On Dec. 16, the Federal Reserve forecasted real GDP growth to fall to only 2.4% in 2020, compared to a decline of only 3.7% predicted in September. That includes a GDP forecast of 8.9% in the fourth quarter, down from an earlier forecast of 11.2% before Christmas, according to the Atlanta Fed’s GDPNow estimate for Jan. 5. At the other end of the spectrum, the New York Fed Staff Nowcast and Wall Street powerhouse Merrill Lynch only expect fourth-quarter GDP growth of 2.5% and 6%, respectively.
And like the previous three stimulus bills, one under former President Obama and two under President Trump, the recent $1.8 trillion Consolidated Appropriations Act approved signed into law on Dec. 27 is also expected to “stimulate” GDP growth in the first quarter of 2021 and beyond. However, the Federal Reserve consensus for real annual GDP growth in 2021 was recently downgraded from 4.2% to 4% as news that distribution of the COVID-19 vaccine is not going as smoothly as expected.
As noted, the other elephant in the room is the loss of 33 million U.S. jobs amid the pandemic. According to the most recent data, the economy still needs to recover another 11 million jobs to get back to year-ago levels when the nation’s jobless rate stood at 3.6%. There were 165 million workers in the U.S. civilian labor pool.
At its Dec. 16 meeting, the Federal Reserve’s Open Market Committee (FOMC) projected U.S. unemployment to fall to 6.7% this year, compared to 3.7% in 2019. The nation’s jobless rate for 2021 and 2020 is projected to grow 5% and 4.2%, respectively.

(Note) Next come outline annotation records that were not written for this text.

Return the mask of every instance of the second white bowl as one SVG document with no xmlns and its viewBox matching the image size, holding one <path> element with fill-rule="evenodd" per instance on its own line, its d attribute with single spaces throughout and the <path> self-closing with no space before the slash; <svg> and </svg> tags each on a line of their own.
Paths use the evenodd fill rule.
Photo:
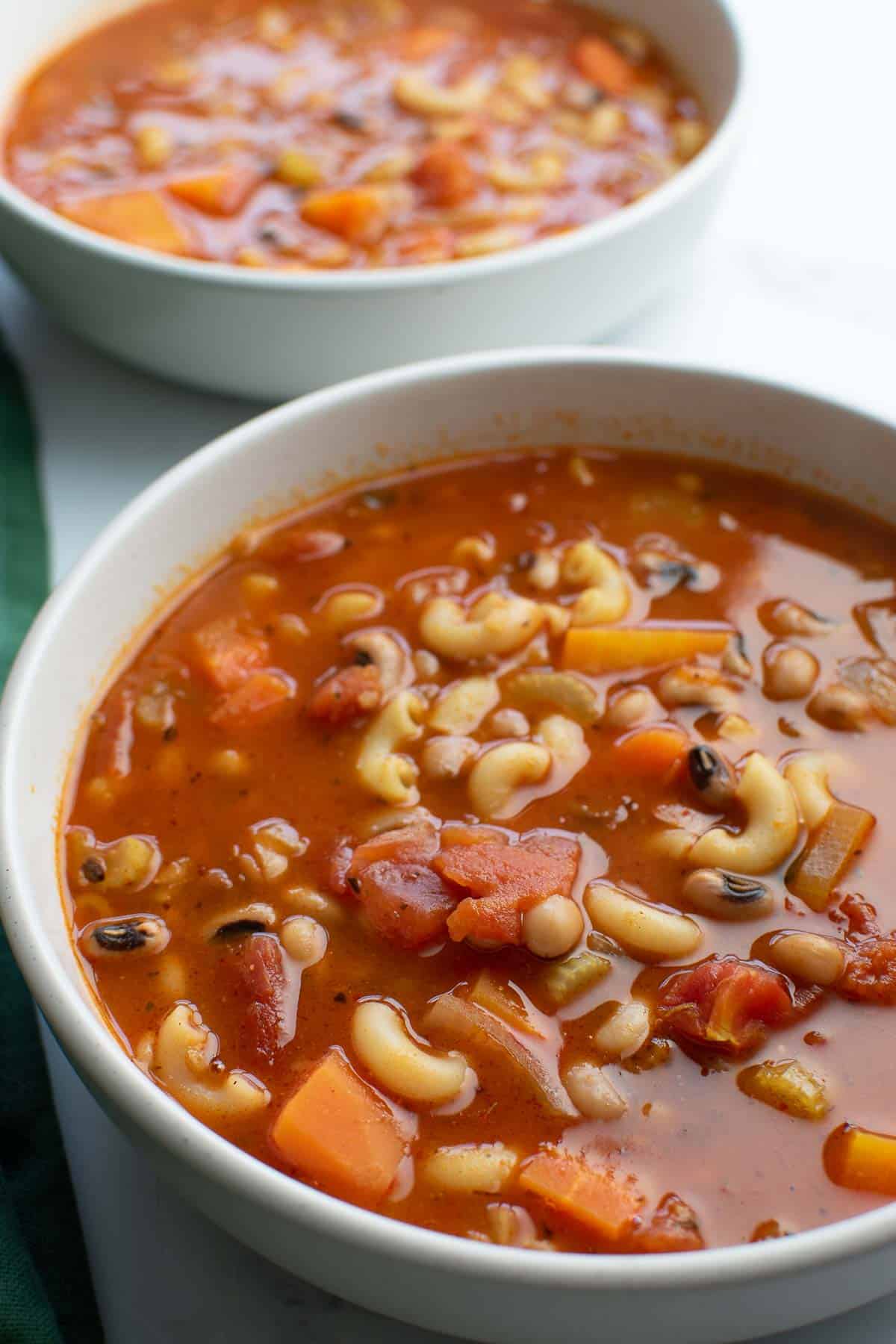
<svg viewBox="0 0 896 1344">
<path fill-rule="evenodd" d="M 176 382 L 265 401 L 470 348 L 603 336 L 638 312 L 699 241 L 733 146 L 744 59 L 728 0 L 615 0 L 611 8 L 660 39 L 716 129 L 669 183 L 600 223 L 476 261 L 283 276 L 114 242 L 0 177 L 0 251 L 59 321 L 109 353 Z M 94 0 L 3 7 L 0 120 L 34 66 L 98 17 Z"/>
</svg>

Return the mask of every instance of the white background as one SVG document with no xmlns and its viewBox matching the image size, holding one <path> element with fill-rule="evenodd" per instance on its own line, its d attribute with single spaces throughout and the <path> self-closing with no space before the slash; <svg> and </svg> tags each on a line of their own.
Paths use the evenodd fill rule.
<svg viewBox="0 0 896 1344">
<path fill-rule="evenodd" d="M 617 343 L 771 372 L 896 419 L 896 4 L 737 4 L 754 48 L 740 161 L 693 263 Z M 38 415 L 55 578 L 137 491 L 255 409 L 86 349 L 1 263 L 0 321 Z M 156 1181 L 55 1046 L 48 1054 L 109 1344 L 435 1341 L 212 1228 Z M 778 1339 L 893 1344 L 896 1298 Z"/>
</svg>

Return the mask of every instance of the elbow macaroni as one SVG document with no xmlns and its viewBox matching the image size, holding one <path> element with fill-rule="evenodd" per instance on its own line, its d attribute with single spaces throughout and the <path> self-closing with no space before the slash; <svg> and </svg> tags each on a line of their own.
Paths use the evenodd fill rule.
<svg viewBox="0 0 896 1344">
<path fill-rule="evenodd" d="M 688 863 L 751 876 L 771 872 L 787 857 L 799 833 L 794 790 L 767 757 L 754 751 L 735 797 L 747 813 L 744 829 L 732 835 L 724 827 L 713 827 L 690 847 Z"/>
<path fill-rule="evenodd" d="M 367 999 L 352 1017 L 352 1046 L 375 1081 L 404 1101 L 439 1106 L 466 1082 L 463 1055 L 430 1054 L 412 1039 L 398 1008 Z"/>
<path fill-rule="evenodd" d="M 572 625 L 607 625 L 629 610 L 629 587 L 622 567 L 594 542 L 576 542 L 563 556 L 564 583 L 583 591 L 572 606 Z"/>
<path fill-rule="evenodd" d="M 525 798 L 520 790 L 540 784 L 551 769 L 551 753 L 536 742 L 502 742 L 470 770 L 469 793 L 478 817 L 504 821 L 516 816 Z"/>
<path fill-rule="evenodd" d="M 270 1102 L 267 1089 L 242 1070 L 219 1082 L 211 1071 L 218 1036 L 201 1020 L 195 1004 L 176 1004 L 156 1034 L 152 1068 L 168 1090 L 203 1120 L 246 1120 Z"/>
<path fill-rule="evenodd" d="M 361 743 L 357 757 L 361 784 L 396 808 L 414 808 L 420 801 L 416 788 L 419 769 L 398 749 L 423 735 L 420 723 L 424 714 L 426 706 L 419 695 L 399 691 L 376 715 Z"/>
</svg>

Yet, a full recovery of the nation’s job market will not occur until 2023, when Fed forecasters predict a 3.7% annual unemployment rate.

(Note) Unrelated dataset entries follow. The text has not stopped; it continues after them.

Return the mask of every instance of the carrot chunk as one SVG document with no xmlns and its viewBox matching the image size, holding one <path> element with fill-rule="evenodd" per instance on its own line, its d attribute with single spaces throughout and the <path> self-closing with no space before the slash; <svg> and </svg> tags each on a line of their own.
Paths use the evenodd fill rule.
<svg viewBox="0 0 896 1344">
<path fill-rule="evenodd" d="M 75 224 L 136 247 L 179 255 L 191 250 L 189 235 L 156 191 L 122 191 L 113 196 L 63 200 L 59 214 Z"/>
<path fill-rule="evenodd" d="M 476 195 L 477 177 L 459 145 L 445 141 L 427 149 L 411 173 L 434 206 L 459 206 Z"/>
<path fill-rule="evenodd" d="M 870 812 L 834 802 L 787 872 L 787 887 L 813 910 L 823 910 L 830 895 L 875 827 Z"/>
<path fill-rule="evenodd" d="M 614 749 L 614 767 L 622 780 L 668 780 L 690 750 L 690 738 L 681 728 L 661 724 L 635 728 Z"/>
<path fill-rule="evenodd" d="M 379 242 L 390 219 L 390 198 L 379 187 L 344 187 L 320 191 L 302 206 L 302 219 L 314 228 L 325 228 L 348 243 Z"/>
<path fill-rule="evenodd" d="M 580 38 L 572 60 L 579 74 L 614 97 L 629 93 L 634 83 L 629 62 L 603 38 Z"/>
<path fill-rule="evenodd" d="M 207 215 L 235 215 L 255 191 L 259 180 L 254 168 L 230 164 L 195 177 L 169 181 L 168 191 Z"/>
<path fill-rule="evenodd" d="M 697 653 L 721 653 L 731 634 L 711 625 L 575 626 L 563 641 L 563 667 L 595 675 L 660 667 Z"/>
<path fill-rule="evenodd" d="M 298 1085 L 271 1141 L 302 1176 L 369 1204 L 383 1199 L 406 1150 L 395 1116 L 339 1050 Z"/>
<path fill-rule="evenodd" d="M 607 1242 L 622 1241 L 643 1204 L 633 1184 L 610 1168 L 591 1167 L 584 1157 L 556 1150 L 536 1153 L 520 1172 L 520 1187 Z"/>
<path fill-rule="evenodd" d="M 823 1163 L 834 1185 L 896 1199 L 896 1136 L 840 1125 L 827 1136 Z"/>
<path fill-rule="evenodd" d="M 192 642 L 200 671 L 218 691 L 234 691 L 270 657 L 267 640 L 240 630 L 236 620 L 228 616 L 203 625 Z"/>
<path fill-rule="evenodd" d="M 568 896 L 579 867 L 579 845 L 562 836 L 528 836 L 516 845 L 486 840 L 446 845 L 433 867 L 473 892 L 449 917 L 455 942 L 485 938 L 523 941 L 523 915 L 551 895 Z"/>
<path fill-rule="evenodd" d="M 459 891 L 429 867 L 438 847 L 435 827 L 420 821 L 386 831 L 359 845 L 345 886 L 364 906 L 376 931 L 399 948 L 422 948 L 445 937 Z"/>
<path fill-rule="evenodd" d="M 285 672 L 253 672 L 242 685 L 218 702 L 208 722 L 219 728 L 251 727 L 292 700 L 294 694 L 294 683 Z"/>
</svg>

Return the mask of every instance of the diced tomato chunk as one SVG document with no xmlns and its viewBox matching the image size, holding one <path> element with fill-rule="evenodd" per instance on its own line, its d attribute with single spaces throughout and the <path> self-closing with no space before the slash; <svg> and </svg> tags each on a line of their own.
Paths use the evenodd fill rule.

Meanwhile, Federal Reserve Chairman Jerome Powell cautioned against the expectation of a quick economic recovery, despite the recent stimulus package and other tools to reboot job growth. With interest rates at near zero percent, the Fed chair said the nation’s central bank is committed to using “its full range of tools to support the U.S. economy in this challenging time, thereby promoting its maximum employment and price stability goals.”
“The COVID-19 pandemic is causing tremendous human and economic hardship across the United States and around the world. Economic activity and employment have continued to recover but remain well below their levels at the beginning of the year,” said Powell. “Weaker demand and earlier declines in oil prices have been holding down consumer price inflation. Overall financial conditions remain accommodative, in part reflecting policy measures to support the economy and the flow of credit to U.S. households and businesses.
“The path of the economy will depend significantly on the course of the virus. The ongoing public health crisis will continue to weigh on economic activity, employment, and inflation in the near term, and poses considerable risks to the economic outlook over the medium term,” Powell concluded.
By all accounts, that means that the lingering effects of 2020 will continue well into the new year with no relief in sight as of today. Stimulus or not.